On Tuesday morning, February 9, 1971, at 6:01 a.m., a strong earthquake hit Los Angeles. The San Fernando Earthquake, also know as the Sylmar Earthquake, was 6.6 on the Richter magnitude scale. It was the first strong earthquake I remember. I was getting out of the shower when it began. At first, I thought I was just dizzy, but then the windows started buzzing, and then the house started moving. I stood in the bathroom door way, wrapped in a towel. Normally, earthquakes rumble for a few seconds and then are gone. This time, it kept going and going, for a full minute. I remember thinking that the entire house was going to collapse and I would be standing in the doorway, still wrapped in that towel.
The earthquake caused massive damage. The newly built Olive View Hospital in Sylmar was knocked from its foundation and the first floor collapsed. 49 people died at the VA Hospital in San Fernando. The 5 Freeway collapsed in the Sylmar area, killing several people under it. School was canceled for the rest of the week, so the engineers could determine if the buildings were safe. The cafeteria at my high school was declared unsafe, but then was used for about 20 more years.

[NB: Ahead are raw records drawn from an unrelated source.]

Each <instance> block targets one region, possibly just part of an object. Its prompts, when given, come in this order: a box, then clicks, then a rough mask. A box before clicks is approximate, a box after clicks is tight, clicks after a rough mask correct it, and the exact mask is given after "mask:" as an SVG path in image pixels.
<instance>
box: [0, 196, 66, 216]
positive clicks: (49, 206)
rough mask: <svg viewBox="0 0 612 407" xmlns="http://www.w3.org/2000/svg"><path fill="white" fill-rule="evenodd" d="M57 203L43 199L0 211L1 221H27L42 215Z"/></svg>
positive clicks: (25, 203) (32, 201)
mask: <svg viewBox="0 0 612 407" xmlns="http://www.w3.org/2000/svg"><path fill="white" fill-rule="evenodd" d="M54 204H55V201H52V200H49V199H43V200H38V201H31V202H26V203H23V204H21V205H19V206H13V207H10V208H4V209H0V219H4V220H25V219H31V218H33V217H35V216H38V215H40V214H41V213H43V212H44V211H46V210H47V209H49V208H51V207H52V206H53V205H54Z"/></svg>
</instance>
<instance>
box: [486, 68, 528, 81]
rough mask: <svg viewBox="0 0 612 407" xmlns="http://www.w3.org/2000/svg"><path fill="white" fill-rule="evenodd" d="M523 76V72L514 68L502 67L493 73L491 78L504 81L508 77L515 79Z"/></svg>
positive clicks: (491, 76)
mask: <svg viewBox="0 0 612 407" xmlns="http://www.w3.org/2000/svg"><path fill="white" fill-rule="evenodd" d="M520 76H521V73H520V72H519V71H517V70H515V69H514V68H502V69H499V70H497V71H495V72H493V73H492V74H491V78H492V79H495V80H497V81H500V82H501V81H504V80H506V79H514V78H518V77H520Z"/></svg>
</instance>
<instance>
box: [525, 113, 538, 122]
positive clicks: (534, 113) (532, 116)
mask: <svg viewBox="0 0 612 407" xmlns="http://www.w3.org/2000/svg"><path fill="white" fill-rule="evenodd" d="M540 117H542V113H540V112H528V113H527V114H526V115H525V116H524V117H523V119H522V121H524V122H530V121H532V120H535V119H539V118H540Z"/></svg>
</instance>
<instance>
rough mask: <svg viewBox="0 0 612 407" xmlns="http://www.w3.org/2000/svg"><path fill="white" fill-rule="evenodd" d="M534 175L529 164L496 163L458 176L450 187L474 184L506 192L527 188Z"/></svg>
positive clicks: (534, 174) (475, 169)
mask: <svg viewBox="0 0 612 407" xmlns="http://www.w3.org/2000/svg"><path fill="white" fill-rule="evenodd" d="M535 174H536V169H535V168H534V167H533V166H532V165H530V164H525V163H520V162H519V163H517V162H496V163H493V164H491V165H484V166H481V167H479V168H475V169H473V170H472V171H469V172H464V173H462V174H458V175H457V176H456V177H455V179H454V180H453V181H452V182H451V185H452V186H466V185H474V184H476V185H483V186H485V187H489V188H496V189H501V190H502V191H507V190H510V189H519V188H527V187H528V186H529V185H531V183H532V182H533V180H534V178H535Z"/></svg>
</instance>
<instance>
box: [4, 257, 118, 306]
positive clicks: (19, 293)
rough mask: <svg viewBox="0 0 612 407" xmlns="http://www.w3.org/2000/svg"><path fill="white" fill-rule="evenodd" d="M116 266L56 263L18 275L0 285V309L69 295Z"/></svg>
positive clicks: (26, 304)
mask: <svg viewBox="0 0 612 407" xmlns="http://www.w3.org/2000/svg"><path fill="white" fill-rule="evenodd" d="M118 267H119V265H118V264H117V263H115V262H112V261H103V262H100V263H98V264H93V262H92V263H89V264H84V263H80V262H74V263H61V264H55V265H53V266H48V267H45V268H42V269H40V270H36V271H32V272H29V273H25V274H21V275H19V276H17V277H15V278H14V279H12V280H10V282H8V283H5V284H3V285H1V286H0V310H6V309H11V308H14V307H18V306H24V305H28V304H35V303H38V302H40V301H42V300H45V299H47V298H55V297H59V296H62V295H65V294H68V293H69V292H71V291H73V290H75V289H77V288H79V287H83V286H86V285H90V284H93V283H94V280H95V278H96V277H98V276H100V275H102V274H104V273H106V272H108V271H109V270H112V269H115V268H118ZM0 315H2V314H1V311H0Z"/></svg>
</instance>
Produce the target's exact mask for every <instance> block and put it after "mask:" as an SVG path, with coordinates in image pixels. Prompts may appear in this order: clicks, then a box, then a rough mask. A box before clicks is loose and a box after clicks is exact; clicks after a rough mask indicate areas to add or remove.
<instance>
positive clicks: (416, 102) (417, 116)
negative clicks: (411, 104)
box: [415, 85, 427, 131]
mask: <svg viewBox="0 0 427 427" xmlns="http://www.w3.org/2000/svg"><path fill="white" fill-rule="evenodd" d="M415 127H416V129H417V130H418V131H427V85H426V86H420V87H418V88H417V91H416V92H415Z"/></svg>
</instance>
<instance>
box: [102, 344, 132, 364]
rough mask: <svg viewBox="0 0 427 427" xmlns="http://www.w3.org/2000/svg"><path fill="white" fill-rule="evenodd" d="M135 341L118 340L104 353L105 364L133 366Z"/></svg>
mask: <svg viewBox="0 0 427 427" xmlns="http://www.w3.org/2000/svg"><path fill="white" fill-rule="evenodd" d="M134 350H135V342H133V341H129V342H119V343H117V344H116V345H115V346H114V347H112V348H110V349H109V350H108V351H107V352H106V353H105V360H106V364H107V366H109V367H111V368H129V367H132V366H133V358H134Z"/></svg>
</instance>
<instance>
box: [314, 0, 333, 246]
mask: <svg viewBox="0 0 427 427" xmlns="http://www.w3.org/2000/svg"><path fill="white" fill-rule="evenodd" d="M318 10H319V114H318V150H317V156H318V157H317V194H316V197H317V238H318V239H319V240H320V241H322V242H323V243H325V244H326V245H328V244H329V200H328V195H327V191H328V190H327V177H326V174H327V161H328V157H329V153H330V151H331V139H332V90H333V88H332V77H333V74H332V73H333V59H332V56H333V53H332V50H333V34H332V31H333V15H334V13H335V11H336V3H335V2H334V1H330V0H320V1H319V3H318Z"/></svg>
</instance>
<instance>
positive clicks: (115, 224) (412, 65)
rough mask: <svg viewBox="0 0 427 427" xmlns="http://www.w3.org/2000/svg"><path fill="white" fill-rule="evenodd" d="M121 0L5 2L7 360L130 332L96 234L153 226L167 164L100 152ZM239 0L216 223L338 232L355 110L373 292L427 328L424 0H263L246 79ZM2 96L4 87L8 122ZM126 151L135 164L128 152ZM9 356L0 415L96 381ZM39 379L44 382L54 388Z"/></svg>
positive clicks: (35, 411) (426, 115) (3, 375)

I think that the thing that is so unsettling about an earthquake is that it “shakes” your faith in something that you always rely on being solid–the ground. Normally, the ground stays put and the wind blows. When the winds are calm and the ground moves, everything is backwards. It just feels wrong–deep inside somewhere in your mind, everything is upside down. Even though your mind knows what is happening, your body doesn’t want to believe it.